The heterocyclic derivative described or a pharmaceutically acceptable salt thereof. 3. A ring group has the formula: The heterocyclic derivative or a pharmaceutically acceptable salt thereof according to claim 1, wherein X is an oxygen atom and Y is a nitrogen atom. 4. R ¹ is a hydrogen atom, a lower alkyl group, a trifluoromethyl group, a nitro group, a carboxyl group, a lower alkoxycarbonyl group, or a formula —CH ₂ —NHCONH—C.
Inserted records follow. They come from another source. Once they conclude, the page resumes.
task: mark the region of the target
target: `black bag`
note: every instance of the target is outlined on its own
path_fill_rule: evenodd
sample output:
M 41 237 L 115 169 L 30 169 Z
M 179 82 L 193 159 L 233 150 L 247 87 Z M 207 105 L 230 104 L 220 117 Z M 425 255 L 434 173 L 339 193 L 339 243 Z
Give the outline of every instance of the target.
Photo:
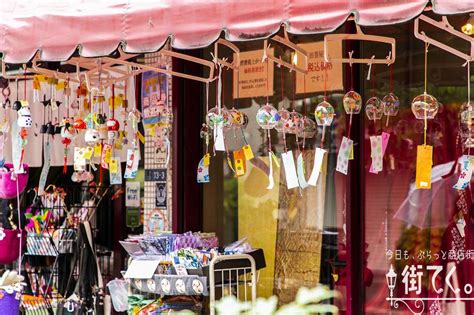
M 73 264 L 66 286 L 67 298 L 58 303 L 57 315 L 79 315 L 90 311 L 95 315 L 104 314 L 102 276 L 97 264 L 89 222 L 79 226 Z M 76 264 L 79 267 L 79 277 L 73 292 L 69 292 L 70 284 L 74 281 Z
M 87 309 L 81 301 L 67 299 L 58 303 L 57 315 L 82 315 L 86 314 Z

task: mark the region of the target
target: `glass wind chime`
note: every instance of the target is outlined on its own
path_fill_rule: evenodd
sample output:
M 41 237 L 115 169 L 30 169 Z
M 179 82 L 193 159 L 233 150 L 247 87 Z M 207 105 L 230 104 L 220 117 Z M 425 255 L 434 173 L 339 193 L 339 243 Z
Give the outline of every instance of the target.
M 267 66 L 267 89 L 269 89 L 270 84 L 268 83 L 269 80 L 269 62 L 268 59 L 266 60 L 266 66 Z M 273 186 L 275 185 L 275 182 L 273 180 L 273 162 L 279 167 L 278 160 L 275 156 L 275 153 L 273 153 L 272 150 L 272 138 L 270 135 L 270 130 L 275 128 L 277 125 L 278 121 L 280 120 L 280 115 L 278 114 L 278 110 L 273 107 L 272 105 L 269 104 L 269 95 L 270 91 L 267 91 L 267 102 L 265 105 L 259 108 L 257 111 L 256 115 L 256 121 L 257 124 L 262 128 L 263 130 L 266 131 L 267 133 L 267 141 L 268 141 L 268 163 L 269 163 L 269 171 L 268 171 L 268 186 L 267 189 L 272 189 Z
M 438 113 L 439 104 L 436 98 L 427 93 L 428 85 L 428 46 L 425 42 L 425 84 L 424 92 L 416 96 L 411 102 L 411 110 L 416 119 L 424 121 L 423 144 L 417 147 L 416 156 L 416 188 L 431 188 L 431 167 L 433 166 L 433 146 L 428 145 L 428 120 L 434 119 Z

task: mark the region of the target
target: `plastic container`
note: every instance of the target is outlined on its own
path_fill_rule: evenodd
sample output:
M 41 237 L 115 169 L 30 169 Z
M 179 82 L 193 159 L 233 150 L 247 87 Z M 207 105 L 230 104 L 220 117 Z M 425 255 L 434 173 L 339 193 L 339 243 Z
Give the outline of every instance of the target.
M 114 279 L 107 283 L 112 298 L 112 305 L 116 312 L 128 310 L 128 283 L 125 280 Z
M 21 293 L 15 290 L 0 289 L 0 314 L 18 315 L 20 314 Z

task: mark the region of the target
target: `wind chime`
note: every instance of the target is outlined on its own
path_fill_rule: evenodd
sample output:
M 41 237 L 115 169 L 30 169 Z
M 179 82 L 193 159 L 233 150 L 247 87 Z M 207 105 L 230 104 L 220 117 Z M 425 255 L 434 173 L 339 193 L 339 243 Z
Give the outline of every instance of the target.
M 332 125 L 332 121 L 334 120 L 334 116 L 336 115 L 334 112 L 334 107 L 327 101 L 328 66 L 329 64 L 325 62 L 324 63 L 323 101 L 320 102 L 314 110 L 314 117 L 316 119 L 316 124 L 318 125 L 318 127 L 322 127 L 322 131 L 321 131 L 320 147 L 316 147 L 314 150 L 313 170 L 311 171 L 311 176 L 309 177 L 309 180 L 308 180 L 308 184 L 312 186 L 316 186 L 318 182 L 319 174 L 321 172 L 321 166 L 324 160 L 324 155 L 326 154 L 326 150 L 324 149 L 326 128 Z
M 273 179 L 273 163 L 276 164 L 277 167 L 280 166 L 278 163 L 278 160 L 275 156 L 275 153 L 273 153 L 272 150 L 272 138 L 270 134 L 270 130 L 275 128 L 276 124 L 280 120 L 280 116 L 278 115 L 278 110 L 273 107 L 272 105 L 269 104 L 269 95 L 270 95 L 270 84 L 268 83 L 269 78 L 269 62 L 268 58 L 266 59 L 266 67 L 267 67 L 267 102 L 265 105 L 260 107 L 257 111 L 256 115 L 256 120 L 257 124 L 265 130 L 267 134 L 267 144 L 268 144 L 268 163 L 269 163 L 269 171 L 268 171 L 268 186 L 267 189 L 273 189 L 273 186 L 275 185 L 275 181 Z
M 411 102 L 411 110 L 416 119 L 423 120 L 423 144 L 417 147 L 416 155 L 416 188 L 431 188 L 431 167 L 433 166 L 433 146 L 426 142 L 428 120 L 434 119 L 438 112 L 438 101 L 436 98 L 427 93 L 428 85 L 428 46 L 425 42 L 425 76 L 424 76 L 424 92 L 416 96 Z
The heterocyclic derivative or a salt thereof according to any one of claims 1 to 3, which is a group represented by OOR ⁵ or a group represented by the formula -CH = N-OH. 5. The heterocyclic derivative according to claim 4, wherein R ¹ is a trifluoromethyl group, or a pharmaceutically acceptable salt thereof. 6. 2- [4- [3- (4-trifluoromethylphenoxy) phenoxy] benzyl] -1,2,4
-Oxadiazolidine-3,5-dione or a pharmaceutically acceptable salt thereof. 7. 5- [4- [3- (4-Trifluoromethylphenoxy) phenoxy] benzyl] tetrazole or a pharmaceutically acceptable salt thereof. 8. 2- [4- (3-Benzyloxyphenoxy) benzyl] -1,2,4-oxadiazolidine-
3,5-dione or a pharmaceutically acceptable salt thereof.